Additinally, TACACS+ provides a much greater granularity for command-level auth and logging that RADIUS does not have.

These are facts that can't be argued and they should absolutely be considered when deploying AAA in a network.

Obviously, VPN AAA should be tied to AD, but unless the people who maintain AD also maintain the networking equipment, device AAA should not be.

So put your switch management on a vlan that can only be accessed by devices used by the networking group?

Also, I can authenticate to our switches/routers/firewalls with my AD credentials, but I still need to supply the Enable password to really do anything.

Also, since it's not applicable to the work I've been doing for the past 5 years my memory is rusty, but can't you put the AD security group that you're using for switch auth into its own OU and use AD ACLs/Delegation of Control wizard to restrict which AD Admins can edit the group?

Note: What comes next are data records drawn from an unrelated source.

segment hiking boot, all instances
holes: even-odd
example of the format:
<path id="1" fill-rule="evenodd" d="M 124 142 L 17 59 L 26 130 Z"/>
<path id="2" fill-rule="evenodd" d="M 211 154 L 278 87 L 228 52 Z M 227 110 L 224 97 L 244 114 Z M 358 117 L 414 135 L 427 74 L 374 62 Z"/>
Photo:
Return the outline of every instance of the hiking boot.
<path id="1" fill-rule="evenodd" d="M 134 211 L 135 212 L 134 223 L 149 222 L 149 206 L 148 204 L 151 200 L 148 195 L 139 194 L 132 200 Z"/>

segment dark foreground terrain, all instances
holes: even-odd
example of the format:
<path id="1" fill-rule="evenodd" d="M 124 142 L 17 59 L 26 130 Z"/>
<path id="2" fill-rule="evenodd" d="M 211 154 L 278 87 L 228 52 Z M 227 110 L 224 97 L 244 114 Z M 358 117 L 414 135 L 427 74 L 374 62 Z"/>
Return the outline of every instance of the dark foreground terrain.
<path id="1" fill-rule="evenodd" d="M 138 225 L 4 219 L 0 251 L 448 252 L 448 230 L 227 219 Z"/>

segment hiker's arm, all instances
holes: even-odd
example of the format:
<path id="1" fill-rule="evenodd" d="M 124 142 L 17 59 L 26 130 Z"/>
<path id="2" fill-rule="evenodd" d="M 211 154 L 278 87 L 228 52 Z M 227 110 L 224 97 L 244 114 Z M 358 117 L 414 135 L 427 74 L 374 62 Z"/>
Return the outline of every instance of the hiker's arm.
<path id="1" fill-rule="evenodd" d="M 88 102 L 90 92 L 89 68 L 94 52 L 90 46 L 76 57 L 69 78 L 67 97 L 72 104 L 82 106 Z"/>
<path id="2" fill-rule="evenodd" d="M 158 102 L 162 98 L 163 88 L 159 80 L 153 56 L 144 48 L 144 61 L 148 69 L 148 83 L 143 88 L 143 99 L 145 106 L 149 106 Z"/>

Every organization is different...there is no one-solution-fits-all approach. But you can put enough other controls in place to make AD auth a non-issue.
 
seepy83 you are correct, you can control who can do what in AD. In our organization we have delegated helpdesk the rights to do only certain things like; unlock, reset passwords and move computer accounts. Everything else is done by the system admins. We also tie our AAA server to AD groups that give net admins permissions to manage switches. I could create more AD groups that could give say helpdesk the rights to login to the network gear to just use the show commands (have no rights to make change).